I'm taking a break from cleaning my mother's house (she fell and broke her hip so I have been here the last few days), so I thought I'd relate the latest vendor embarrasment.
One of my products is basically a very rugged XDA with 5.7" QVGA TFT and I'm moving to LED backlighting (from CCFL) for a number of reasons and a vendor came in with their latest and greatest offering.
Great price; ~=A358 in 1k qtys for the TFT, controller (standard 33 way FFC interface) and LED backlights, _but_ the designers bring out only a single power pair for the LEDs, which are arranged as 3 parallel strings of 7 series white LEDs, and no control circuitry. That price is nearly half the closest competition, incidentally.
This, of course, can easily lead to current hogging above hotspots, and did so *even on their own demo unit*. One end of the display was noticeably brighter than the rest of the screen, probably because the processor and/or power supply for the unit sits in that area. One might have expected their on demo unit to be 'tweaked' for such things, at least. The rep went quite pink when I opinted it out ;)

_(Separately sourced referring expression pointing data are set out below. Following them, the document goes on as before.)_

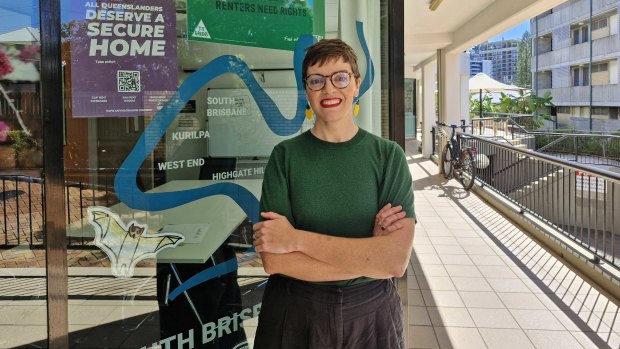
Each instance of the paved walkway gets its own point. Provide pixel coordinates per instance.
(478, 281)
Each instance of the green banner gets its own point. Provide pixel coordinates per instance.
(273, 24)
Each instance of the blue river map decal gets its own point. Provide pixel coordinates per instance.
(125, 183)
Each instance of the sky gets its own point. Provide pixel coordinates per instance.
(514, 33)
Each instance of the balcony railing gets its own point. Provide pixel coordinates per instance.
(578, 201)
(521, 131)
(580, 95)
(21, 206)
(579, 53)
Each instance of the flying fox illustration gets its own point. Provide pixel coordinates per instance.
(127, 244)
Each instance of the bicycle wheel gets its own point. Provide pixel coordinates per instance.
(447, 161)
(467, 171)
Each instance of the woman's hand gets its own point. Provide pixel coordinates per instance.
(275, 235)
(388, 219)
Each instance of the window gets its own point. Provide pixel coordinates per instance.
(580, 34)
(600, 67)
(584, 34)
(599, 24)
(580, 75)
(585, 76)
(600, 111)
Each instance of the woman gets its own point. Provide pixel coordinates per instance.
(330, 238)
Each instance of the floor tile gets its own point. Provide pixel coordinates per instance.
(430, 270)
(414, 298)
(496, 338)
(459, 259)
(507, 285)
(448, 317)
(419, 316)
(496, 271)
(459, 338)
(553, 339)
(422, 337)
(439, 283)
(536, 320)
(463, 270)
(442, 298)
(486, 260)
(444, 240)
(592, 340)
(449, 249)
(492, 318)
(521, 300)
(425, 258)
(480, 250)
(471, 284)
(481, 300)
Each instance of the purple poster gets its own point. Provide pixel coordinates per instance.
(123, 57)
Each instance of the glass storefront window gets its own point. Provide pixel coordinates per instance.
(172, 109)
(23, 305)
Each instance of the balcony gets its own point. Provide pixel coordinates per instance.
(580, 95)
(601, 49)
(477, 280)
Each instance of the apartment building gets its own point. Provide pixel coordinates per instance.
(477, 63)
(575, 57)
(503, 55)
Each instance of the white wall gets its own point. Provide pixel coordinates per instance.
(613, 24)
(427, 90)
(613, 71)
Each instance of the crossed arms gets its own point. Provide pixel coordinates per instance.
(312, 256)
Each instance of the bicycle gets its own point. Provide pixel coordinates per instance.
(459, 161)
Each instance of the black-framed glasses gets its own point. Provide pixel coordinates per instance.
(340, 79)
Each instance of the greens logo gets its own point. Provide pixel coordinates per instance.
(201, 31)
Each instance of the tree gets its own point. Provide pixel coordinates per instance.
(524, 59)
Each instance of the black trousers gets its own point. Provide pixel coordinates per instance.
(297, 314)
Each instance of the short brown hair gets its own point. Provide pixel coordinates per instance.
(327, 50)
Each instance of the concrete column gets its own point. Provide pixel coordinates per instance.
(451, 100)
(351, 11)
(427, 112)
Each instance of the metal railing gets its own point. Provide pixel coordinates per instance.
(577, 200)
(588, 148)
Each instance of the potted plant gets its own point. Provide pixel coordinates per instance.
(26, 150)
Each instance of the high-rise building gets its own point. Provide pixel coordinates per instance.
(503, 55)
(477, 64)
(575, 57)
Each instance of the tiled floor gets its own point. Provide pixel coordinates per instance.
(477, 281)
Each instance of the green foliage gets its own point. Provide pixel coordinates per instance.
(523, 76)
(524, 103)
(595, 146)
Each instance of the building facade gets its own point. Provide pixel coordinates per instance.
(503, 55)
(133, 139)
(477, 63)
(576, 50)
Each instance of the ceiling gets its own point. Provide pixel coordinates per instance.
(426, 30)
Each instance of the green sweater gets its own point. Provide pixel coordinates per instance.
(336, 188)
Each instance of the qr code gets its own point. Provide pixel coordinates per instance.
(128, 80)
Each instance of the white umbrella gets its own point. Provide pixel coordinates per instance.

I explained to the rep that the best way is to bring out all 3 series power separately (as Kyocera does) so they can all be separately regulated to ensure equal current (and therefore equal light) from each chain. Of course, with each string being separately powered (A and K) it's pretty simple to do balancing if the strings aren't that well matched.
I won't name the vendor (yet) as they are not in production and I'll see if they bring out a 6 wire power interface for the LEDs. Gotta give them a chance to rectify it.
I found it amusing that such a basic piece of design was implemented so crappily.